Created attachment 185513 [details] lock ordering deadlock ... So - another deadlock - this time (I guess) a simple lock ordering problem, due to a confused lock hierarchy I suspect.
So - to confirm; switching back to a pristine (un-patched) evolution - and with *no* tracker anything on the system, I get:
+ Trace 227237
Thread 2229 (Thread 0xa20f6b70 (LWP 26183))
Of course - it is entirely possible that this will complete - however it started: Tue May 24 14:24:01 BST 2011 and it is now: Tue May 24 14:38:25 BST 2011 14 minutes+ seems a bit long for doing a 'Move' at the same time as a 'Store' ;-) then again, in this case I just foolishly switched folders and its generating a message list (or trying to), so we get some CPU usage; normally I'd expect to be a ~0% in this state.

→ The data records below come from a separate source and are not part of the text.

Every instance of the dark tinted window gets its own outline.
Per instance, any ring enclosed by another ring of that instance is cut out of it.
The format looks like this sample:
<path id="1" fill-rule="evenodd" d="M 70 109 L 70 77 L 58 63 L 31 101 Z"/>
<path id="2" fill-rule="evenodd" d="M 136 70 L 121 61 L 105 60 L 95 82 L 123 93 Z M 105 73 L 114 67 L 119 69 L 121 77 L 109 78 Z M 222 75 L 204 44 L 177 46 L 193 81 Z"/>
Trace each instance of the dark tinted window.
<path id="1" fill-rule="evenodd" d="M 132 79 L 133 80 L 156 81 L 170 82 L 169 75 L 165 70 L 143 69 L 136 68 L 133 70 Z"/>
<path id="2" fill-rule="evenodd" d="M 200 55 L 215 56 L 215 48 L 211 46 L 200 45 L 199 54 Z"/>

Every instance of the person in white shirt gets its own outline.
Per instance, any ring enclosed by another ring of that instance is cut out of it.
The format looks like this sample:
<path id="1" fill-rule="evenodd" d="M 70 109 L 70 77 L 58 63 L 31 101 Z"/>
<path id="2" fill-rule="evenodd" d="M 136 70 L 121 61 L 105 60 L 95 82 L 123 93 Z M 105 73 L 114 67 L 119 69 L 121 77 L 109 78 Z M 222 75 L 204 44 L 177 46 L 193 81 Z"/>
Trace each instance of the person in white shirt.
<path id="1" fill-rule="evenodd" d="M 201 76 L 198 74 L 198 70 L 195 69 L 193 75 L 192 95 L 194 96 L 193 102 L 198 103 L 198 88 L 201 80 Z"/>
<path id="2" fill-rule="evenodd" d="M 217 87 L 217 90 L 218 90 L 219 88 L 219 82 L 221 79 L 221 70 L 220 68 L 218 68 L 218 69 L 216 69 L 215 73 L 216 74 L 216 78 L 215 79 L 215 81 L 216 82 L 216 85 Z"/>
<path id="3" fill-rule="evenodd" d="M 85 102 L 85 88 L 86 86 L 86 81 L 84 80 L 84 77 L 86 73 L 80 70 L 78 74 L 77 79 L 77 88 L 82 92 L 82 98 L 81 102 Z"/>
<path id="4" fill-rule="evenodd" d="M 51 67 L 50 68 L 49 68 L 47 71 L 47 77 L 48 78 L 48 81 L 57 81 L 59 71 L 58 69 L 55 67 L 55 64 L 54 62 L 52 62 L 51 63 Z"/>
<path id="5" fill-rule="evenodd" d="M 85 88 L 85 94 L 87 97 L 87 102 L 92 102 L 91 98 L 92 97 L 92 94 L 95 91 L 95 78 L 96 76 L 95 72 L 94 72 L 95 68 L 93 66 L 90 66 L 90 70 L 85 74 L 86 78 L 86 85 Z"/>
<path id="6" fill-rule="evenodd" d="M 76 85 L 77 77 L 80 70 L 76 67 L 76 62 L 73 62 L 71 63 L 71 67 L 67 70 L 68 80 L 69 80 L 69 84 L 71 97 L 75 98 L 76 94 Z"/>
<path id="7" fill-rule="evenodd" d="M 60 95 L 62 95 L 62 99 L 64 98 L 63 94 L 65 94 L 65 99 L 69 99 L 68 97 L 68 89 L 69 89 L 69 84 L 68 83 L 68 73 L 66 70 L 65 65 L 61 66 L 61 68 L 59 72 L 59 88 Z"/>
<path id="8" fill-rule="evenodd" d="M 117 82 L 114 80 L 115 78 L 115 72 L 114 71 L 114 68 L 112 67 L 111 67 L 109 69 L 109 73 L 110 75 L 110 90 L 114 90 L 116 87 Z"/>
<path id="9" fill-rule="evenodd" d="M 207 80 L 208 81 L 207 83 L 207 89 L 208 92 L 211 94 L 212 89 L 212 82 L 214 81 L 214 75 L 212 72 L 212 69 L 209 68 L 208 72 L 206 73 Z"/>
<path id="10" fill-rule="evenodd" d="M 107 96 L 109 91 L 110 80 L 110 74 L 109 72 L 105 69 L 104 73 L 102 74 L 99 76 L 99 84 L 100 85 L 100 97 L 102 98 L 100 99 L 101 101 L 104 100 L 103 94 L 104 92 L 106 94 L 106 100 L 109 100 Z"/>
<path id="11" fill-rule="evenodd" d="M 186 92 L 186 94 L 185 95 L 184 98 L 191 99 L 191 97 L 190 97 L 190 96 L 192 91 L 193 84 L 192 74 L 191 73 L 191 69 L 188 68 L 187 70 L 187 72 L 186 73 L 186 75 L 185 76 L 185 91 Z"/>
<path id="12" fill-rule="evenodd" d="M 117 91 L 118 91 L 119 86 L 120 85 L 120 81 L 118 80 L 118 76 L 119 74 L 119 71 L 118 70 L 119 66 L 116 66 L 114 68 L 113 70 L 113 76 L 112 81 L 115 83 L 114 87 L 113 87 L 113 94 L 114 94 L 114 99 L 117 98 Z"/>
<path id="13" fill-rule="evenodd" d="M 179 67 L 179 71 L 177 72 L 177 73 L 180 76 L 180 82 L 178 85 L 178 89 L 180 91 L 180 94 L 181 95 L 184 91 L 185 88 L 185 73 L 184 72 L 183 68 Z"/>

A(In reply to comment #14) > Created an attachment (id=185513) [details] > lock ordering deadlock ... > > So - another deadlock - this time (I guess) a simple lock ordering problem, due > to a confused lock hierarchy I suspect. Found it, but the issue looks to be deeper than a lock sequence. There seems to be a confusion in locking between protecting the loaded_infos vs freezing them for a while when its re-reloaded between time intervals. Looking at the usage atm to come up with good solution..
Created attachment 188578 [details] [review] Fixes deadlock at comment #14.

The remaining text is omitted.